I see the white brick walls and huge windows of your house on the news; inside a man has killed his family. You don’t live there anymore. Now, neither does the family that bought the house from you.
Life doesn’t stop, and I need to go.
I warn the woman drawing my blood that I get faint. I do not tell her I’m thinking of a man with a gun pointed at his family two states away.
She talks to me and fills the room with dull questions. I appreciate the noise.
I picture my blood spilling into a tube in her hand. I picture the blood on the walls. A gun cocked, the geometric window filling the room with light.

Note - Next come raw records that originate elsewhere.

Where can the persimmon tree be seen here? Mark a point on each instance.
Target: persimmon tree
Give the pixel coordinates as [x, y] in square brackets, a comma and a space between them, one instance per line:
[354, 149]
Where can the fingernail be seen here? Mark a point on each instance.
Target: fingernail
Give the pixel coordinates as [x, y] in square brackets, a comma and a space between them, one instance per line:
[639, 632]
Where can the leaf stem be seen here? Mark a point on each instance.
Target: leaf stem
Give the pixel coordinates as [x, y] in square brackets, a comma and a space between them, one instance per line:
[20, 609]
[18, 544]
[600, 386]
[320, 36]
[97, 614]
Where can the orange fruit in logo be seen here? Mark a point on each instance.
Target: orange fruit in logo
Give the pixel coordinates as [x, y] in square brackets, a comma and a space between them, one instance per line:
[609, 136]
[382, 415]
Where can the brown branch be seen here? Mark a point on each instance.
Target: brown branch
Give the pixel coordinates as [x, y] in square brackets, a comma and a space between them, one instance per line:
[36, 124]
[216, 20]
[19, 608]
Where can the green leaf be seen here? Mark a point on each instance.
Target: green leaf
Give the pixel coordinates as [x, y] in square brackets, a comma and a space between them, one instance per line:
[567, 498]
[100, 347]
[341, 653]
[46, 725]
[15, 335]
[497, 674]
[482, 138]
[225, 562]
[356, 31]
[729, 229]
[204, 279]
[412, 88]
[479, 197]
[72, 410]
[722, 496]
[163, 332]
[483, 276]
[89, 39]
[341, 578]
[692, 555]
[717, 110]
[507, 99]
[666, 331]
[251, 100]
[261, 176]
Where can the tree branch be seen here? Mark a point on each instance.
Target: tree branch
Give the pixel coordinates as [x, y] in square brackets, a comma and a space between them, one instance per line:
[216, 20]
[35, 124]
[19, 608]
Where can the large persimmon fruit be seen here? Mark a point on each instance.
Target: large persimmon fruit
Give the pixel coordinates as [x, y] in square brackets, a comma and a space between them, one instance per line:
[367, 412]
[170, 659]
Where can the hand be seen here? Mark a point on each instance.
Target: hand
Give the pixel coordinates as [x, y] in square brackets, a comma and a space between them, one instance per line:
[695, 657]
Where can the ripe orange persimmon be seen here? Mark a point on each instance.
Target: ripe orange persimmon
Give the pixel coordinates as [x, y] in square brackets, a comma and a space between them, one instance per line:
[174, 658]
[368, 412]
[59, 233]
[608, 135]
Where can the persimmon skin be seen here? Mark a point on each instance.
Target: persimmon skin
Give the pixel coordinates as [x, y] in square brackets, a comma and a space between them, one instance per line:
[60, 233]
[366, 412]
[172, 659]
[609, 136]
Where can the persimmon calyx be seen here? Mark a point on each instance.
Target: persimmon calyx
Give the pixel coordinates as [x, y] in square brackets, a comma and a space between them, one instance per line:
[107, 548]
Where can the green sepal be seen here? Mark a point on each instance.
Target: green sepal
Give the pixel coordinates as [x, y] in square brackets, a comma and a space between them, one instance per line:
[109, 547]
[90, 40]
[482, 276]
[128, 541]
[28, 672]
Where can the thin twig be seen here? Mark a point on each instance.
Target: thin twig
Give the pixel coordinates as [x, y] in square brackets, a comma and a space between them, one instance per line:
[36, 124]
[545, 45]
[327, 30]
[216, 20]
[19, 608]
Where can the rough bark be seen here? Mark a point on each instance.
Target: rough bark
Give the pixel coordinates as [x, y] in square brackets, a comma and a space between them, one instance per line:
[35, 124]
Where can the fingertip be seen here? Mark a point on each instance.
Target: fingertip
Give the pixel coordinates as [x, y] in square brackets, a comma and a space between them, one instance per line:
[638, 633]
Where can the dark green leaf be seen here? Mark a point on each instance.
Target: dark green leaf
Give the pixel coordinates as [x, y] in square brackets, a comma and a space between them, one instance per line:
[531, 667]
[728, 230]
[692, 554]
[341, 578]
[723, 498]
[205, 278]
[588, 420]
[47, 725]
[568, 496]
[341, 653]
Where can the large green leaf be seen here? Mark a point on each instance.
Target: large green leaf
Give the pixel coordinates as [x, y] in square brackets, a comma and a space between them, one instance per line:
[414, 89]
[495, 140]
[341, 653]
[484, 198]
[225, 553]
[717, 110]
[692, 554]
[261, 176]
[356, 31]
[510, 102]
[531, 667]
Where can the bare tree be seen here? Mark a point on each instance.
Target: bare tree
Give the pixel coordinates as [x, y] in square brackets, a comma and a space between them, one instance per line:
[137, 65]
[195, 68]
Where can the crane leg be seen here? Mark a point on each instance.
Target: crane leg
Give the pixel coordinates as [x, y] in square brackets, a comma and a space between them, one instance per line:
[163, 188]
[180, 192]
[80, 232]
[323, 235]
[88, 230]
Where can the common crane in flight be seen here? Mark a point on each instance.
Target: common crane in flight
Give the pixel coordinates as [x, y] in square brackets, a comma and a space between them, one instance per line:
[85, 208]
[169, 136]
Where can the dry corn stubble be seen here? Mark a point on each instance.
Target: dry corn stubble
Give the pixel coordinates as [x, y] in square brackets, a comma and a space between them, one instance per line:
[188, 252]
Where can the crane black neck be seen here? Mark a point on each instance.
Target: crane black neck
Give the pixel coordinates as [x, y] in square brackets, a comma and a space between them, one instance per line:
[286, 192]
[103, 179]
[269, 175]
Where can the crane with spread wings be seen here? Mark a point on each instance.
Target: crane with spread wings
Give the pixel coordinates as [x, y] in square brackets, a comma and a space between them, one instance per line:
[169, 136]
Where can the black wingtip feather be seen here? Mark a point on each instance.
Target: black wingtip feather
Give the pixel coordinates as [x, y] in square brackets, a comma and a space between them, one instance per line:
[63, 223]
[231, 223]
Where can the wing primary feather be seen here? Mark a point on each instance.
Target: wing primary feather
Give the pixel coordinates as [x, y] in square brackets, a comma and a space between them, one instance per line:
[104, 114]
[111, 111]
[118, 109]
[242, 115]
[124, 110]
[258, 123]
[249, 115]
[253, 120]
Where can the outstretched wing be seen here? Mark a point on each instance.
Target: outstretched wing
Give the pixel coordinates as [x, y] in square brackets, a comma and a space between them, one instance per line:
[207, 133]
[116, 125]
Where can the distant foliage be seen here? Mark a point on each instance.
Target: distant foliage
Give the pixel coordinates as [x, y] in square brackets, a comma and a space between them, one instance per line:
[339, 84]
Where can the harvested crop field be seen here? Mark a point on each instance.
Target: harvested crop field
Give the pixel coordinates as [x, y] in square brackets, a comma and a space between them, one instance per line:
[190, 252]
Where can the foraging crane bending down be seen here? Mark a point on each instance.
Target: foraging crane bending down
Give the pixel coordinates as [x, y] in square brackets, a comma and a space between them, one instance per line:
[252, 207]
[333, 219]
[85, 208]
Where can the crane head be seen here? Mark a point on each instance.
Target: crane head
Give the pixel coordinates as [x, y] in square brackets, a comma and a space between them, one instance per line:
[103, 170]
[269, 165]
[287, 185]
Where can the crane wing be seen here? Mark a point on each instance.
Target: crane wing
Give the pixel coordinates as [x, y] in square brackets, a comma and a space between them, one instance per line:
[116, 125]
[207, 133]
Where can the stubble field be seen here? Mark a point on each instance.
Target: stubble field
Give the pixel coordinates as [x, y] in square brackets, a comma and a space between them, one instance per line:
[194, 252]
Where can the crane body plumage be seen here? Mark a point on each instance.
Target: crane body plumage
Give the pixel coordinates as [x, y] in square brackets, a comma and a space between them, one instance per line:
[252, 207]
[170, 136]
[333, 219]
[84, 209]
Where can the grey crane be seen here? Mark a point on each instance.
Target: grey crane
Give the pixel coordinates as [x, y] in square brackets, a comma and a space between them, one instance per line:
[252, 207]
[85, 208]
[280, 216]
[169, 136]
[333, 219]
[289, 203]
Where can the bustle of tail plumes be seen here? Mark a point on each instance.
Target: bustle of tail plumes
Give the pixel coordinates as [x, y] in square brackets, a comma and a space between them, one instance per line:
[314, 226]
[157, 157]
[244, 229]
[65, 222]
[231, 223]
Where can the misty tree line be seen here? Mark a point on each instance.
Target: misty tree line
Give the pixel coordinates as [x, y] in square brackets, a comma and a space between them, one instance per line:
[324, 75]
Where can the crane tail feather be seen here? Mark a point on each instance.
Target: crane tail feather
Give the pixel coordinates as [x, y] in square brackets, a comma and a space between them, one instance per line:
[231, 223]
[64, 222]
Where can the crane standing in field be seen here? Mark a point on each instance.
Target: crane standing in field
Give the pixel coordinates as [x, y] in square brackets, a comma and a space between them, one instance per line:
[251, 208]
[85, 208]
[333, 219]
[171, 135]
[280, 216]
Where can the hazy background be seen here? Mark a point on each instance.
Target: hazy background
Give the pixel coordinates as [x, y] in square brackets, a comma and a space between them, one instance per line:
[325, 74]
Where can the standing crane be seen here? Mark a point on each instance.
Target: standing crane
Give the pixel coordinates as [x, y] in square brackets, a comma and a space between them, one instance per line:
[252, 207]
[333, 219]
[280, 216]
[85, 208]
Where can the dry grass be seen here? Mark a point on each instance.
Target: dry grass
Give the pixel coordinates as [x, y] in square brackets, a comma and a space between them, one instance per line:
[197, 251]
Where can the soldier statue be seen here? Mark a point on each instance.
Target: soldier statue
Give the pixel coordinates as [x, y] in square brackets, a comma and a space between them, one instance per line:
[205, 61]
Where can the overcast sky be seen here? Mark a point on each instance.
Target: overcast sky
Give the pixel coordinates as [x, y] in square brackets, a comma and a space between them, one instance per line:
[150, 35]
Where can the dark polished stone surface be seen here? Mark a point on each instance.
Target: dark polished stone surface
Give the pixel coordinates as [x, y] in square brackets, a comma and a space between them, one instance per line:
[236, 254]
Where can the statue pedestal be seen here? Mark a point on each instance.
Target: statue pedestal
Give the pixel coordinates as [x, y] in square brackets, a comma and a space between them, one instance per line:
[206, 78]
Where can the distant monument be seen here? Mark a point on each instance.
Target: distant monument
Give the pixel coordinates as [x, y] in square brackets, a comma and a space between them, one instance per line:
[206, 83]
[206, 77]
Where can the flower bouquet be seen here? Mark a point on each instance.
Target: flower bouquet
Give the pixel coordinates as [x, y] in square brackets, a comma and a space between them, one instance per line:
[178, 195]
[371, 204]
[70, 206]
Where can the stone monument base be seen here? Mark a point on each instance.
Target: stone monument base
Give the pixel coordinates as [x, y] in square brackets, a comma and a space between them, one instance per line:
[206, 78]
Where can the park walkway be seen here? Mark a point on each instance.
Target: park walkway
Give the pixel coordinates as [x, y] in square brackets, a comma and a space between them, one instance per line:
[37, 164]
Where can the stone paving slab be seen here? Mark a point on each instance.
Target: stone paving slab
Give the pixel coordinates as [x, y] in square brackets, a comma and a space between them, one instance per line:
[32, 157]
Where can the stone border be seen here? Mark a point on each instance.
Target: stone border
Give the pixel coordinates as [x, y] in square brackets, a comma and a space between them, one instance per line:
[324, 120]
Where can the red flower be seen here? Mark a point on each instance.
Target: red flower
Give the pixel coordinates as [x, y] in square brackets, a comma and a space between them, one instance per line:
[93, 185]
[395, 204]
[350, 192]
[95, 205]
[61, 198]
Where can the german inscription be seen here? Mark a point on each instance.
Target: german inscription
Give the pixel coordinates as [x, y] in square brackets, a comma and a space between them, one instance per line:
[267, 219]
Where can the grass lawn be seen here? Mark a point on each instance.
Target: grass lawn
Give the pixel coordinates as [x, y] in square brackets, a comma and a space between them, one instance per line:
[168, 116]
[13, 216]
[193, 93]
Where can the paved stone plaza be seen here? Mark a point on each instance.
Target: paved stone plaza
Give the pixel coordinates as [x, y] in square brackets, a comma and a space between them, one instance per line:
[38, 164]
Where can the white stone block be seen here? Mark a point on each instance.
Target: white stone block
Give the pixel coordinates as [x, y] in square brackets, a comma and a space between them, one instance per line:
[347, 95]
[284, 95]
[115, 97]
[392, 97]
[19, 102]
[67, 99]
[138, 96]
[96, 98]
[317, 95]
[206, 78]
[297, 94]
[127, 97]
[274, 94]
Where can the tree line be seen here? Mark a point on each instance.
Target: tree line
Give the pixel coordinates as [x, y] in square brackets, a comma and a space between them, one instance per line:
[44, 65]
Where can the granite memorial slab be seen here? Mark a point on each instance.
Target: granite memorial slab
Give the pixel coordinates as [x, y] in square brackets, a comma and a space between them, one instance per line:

A teenager crying.
I answer her automatically, the kind of mindless chatter I hate. The kind that’s void of authenticity, emotion. The kind I’m good at.
She flicks the tube and her nail makes a click against the glass.
A gunshot would echo through that house with its marble floors and high ceilings. A scream would, too. The room would taste of smoke and rust. Of ash.
I can feel the color draining from my face, a dizziness settling into my eyes.
We cried in those rooms, two girls. The kind of teenage girls that are more sisters than friends. Blood was the only thing different between us.
We stole your parents’ vodka and filled the bottle with water. We had parties and slept over and told stories about the house and the people who’d lived there before us. Your brother and his friends haunted other rooms; we floated around each other in a haze of hormones and fear and exhilaration. We loved so hard in those rooms. Could the walls feel it?
I know about poisoned homes and how much blood a body can hold. A house is absorbent like a heart; the walls can only hold so much horror before they start to leak and destroy those who live inside.
We are living with that poison in our blood. We made it out alive.
My color returns and I sit up in my chair. I see stars and my blood is on the counter.
When I turn to go, my mouth tastes like ash.